A Post About Nothing

 This is going to be a very strange post.  But I can't just sit around thinking about things so I'm going to post about nothing because if I tell you specifics about what it's about.....I could get in lots of trouble.

I have a flare for drama like anyone else and I suppose retaliation against me is pretty far fetched but it feels like a possibility and so I'm scared.  And as I have used my real picture on here, I had better play it safe and deal strictly in vagueness.

When you are in the position to do the right thing, do you always do it or do you let the fear of what might come after what you've done trump any possibilities of doing the right thing?

Sometimes I let fear rule.  This time I am not.  And it's scaring the shit out of me.  Which is quickly followed by anger of course.  I SHOULD be angry at someone for being such a low life, slime ball, power hungry, control freakishly corrupt individual and putting me in this position, should I not?

I am not nearly as afraid for myself as I am for someone else who has waaaay more to lose than I do.  But what IS the price of your dignity and self-respect anyway?  The inside of my mouth, which I can't seem to stop gnawing on, is a testament to my level of anxiety.  Yet I dare not leave the phone.

Don't worry, this will get old fast and eventually I will leave the house, go on an errand, go for a walk etc. because being ruled by fear and anxiety can be paralyzing and frankly; I like moving too much to sit around and let that happen.

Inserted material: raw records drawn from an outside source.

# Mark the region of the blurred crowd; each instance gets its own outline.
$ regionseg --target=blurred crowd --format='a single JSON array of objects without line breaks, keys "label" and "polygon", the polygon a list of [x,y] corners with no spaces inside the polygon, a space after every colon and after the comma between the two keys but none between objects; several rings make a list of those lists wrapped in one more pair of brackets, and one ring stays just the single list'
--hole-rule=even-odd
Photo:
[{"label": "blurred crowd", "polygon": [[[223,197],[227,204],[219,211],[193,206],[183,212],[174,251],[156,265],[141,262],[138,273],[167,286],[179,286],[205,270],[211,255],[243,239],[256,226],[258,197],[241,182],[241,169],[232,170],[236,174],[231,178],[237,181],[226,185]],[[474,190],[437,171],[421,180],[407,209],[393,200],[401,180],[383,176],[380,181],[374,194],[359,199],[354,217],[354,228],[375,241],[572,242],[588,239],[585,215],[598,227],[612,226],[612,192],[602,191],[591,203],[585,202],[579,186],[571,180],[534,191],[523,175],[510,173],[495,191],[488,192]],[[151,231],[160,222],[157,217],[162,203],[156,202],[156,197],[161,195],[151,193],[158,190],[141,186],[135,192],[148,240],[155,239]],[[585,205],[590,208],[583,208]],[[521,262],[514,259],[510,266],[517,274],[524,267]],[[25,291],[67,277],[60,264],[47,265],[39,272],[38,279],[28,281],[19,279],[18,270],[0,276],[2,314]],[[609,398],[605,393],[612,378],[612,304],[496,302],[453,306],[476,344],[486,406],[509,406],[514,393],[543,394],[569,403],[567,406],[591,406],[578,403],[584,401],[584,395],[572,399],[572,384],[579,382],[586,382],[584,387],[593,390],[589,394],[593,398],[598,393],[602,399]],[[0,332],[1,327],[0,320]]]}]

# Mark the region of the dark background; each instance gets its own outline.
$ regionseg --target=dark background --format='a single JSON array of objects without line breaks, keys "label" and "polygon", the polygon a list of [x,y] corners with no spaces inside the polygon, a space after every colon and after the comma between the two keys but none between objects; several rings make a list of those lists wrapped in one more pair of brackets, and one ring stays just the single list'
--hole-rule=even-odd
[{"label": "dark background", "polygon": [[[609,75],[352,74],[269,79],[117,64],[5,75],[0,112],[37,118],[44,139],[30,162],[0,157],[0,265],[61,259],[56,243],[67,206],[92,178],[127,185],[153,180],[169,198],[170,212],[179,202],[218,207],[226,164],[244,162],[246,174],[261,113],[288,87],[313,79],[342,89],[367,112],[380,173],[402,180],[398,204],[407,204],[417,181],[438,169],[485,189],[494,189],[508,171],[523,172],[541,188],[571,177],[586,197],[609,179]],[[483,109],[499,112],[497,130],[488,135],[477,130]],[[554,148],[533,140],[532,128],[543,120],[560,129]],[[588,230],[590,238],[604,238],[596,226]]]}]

Already I feel my hips swaying and my foot tap tap tapping to Jack Johnson's 'Bubble Toes' that just came on, because it always feels good to be on the verge of doing something you know for a fact God would be proud of you for doing.  Nothing like making dad happy.

Live in truth peoples.

It's quite the ride.


"When you move like a jellyfish, rhythm don't mean nothin', you go with the flow.....you don't stop............la da dada da da.....la dada da da da da.....la da dada da da........la dada da da da da.......hmmmmmm.

1 comment:

  1. Mark Batterson writes in In a Pit with a Lion on a Snowy Day:

    Quit living as if the purpose of life is to arrive safely at death. Set God-sized goals. Pursue God-ordained passions. Go after a dream that is destined to fail without divine intervention. Keep asking questions. Keep making mistakes. Keep seeking God. Stop pointing out problems and become part of the solution. Stop repeating the past and start creating the future. Stop playing it safe and start taking risks. Expand your horizons. Accumulate experiences. Enjoy the journey. Find every excuse you can to celebrate everything you can. Live like today is the first day and last day of your life. Don’t let what’s wrong with you keep you from worshiping what’s right with God. Burn sinful bridges. Blaze new trails. Criticize by creating. Worry less about what people think and more about what God thinks. Don’t try to be who you’re not. Be yourself. Laugh at yourself. Quit holding out. Quit holding back. Quit running away.

    Chase the lion.

    Going through my reader and I read this on welivesimply.info right after your post. Seemed like they go together.